So wie manche Musikrichtungen nicht mit der hohen Kunst des Moshens gemischt werden sollten, ist es auch keine gute Idee, gewisse Drogen mit diesem um sich schlagenden Tsunami aus Bierschweiß zu mischen. Fängt deine Hälfte gerade an reinzukicken, wenn du durch deine getönten Ray Bans siehst, wie die Menge sich wie eine Welle am Strand zurückzieht, um sich für den unaufhaltsamen, abscheulichen Angriff vorzubereiten, der sich anbahnt? Dann hol dir bitte einen Mojito und setz dich irgendwo ganz ruhig ins Gras. Niemand – und ich meine wirklich niemand – genießt es, wenn ein Tsunami-Teufel durch die Menge springt und dabei mit seinem Kiefer schnappt wie ein wildgewordener Piranha.
6. Entledige dich aller materiellen Besitztümer
Wenn du deinen Fuß in den Pit setzt, wirst du wahrscheinlich mehr verlieren als nur deine Würde. Vielleicht hast du gerade ein brandneues Paar federleichter, futuristischer Sneaker erstanden, um das Herz anderer Festivalbesuchenden zu ergattern. Exzellente Idee – aber im Moshpit nicht sehr hilfreich. Ein Nachmittagsspaziergang durch ein Moor wäre wahrscheinlich weniger schädlich für dein neues Schuhwerk. Außerdem sind deine Schuhe normalerweise nicht dein einziges Besitztum. Normalerweise wirst du ein Handy, ein Portemonnaie und wahrscheinlich genug Wertmarken dabeihaben, um eine durchschnittliche Toilette zu fluten. Finde also einen verlässlichen Partner, um deinen Scheiß bei ihm abzuladen.
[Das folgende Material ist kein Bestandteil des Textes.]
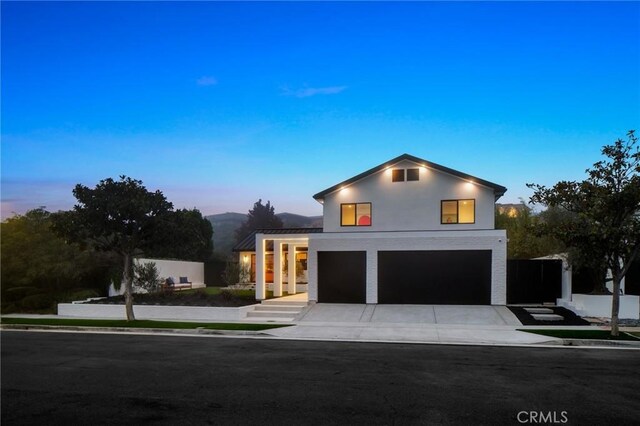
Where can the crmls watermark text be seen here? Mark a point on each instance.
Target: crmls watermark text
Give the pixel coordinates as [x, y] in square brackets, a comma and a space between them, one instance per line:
[542, 417]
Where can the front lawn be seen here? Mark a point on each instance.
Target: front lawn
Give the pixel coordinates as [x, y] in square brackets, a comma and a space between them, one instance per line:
[584, 334]
[139, 324]
[208, 296]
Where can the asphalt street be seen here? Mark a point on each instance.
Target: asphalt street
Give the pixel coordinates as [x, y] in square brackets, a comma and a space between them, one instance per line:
[96, 379]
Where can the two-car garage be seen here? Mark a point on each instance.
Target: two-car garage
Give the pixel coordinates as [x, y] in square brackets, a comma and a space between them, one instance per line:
[455, 277]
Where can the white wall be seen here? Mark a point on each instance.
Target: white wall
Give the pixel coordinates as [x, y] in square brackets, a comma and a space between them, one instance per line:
[591, 305]
[409, 206]
[494, 240]
[178, 268]
[198, 313]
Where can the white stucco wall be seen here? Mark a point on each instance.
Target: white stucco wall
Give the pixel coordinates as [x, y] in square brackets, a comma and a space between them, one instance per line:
[198, 313]
[178, 268]
[592, 305]
[372, 242]
[409, 206]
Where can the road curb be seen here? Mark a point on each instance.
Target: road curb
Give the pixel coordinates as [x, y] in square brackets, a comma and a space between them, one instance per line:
[192, 331]
[596, 342]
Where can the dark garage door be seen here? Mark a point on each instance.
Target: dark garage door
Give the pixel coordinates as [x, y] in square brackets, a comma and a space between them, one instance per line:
[342, 276]
[451, 277]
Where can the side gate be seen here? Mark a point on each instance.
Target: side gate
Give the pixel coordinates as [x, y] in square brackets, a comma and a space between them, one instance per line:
[533, 281]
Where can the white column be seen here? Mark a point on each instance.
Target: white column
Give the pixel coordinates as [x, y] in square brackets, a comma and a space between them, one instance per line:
[261, 290]
[292, 269]
[372, 277]
[312, 271]
[277, 268]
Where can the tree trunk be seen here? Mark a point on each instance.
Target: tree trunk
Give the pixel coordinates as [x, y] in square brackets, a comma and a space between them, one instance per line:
[128, 287]
[615, 304]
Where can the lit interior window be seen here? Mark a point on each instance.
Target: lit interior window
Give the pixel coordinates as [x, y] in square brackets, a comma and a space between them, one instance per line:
[467, 211]
[397, 175]
[449, 212]
[363, 213]
[348, 214]
[413, 174]
[355, 214]
[459, 211]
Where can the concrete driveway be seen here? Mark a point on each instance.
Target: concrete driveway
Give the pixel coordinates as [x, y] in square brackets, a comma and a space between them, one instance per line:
[409, 314]
[410, 323]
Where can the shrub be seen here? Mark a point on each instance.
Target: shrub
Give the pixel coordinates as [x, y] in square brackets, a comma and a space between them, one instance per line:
[145, 275]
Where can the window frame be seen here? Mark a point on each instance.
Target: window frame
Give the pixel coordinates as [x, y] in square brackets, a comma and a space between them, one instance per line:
[457, 222]
[355, 206]
[398, 171]
[415, 170]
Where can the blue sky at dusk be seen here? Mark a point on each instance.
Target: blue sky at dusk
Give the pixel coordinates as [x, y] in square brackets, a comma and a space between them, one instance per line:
[219, 104]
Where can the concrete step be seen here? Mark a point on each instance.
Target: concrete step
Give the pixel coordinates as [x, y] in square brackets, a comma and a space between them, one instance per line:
[272, 314]
[284, 302]
[547, 317]
[539, 310]
[271, 319]
[283, 308]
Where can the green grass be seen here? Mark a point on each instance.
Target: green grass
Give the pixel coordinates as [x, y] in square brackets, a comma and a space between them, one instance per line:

7. Lass dich nicht unnötigerweise auf den Boden fallen
Wenn du doch etwas verlieren solltest – einen Schuh oder einen Weisheitszahn –, schnapp es dir so schnell du kannst. Beweg dich zielorientiert und effektiv und du wirst nicht nur dir selbst einen Gefallen tun, sondern auch den netten Leuten im Erste-Hilfe-Zelt. Wenn du nicht sofort findest, was du verloren hast, warte besser ab, bis sich der Sturm gelegt hat. Während der Pit in vollem Gange ist, achtet niemand auf den Boden und dein geschätztes Besitztum liegt wahrscheinlich einfach irgendwo in der Nähe. Ein Bonus: Du wirst auch jede Menge Pfandchips auf dem Boden finden.
8. Zählen können
Wenn du Lust hast, den Party-Mood noch weiter aufzudrehen und einen Stage-Dive zu machen, stell sicher, dass um dich herum ein paar Leute stehen, die Zeit und Lust haben dich aufzufangen. Das sollte dir eigentlich keine Probleme bereiten – im Pit ist es einfacher, sich Freunde als Feinde zu machen und du hast dich wahrscheinlich eh mit Leuten, die du kennst, in die Schlacht gestürzt.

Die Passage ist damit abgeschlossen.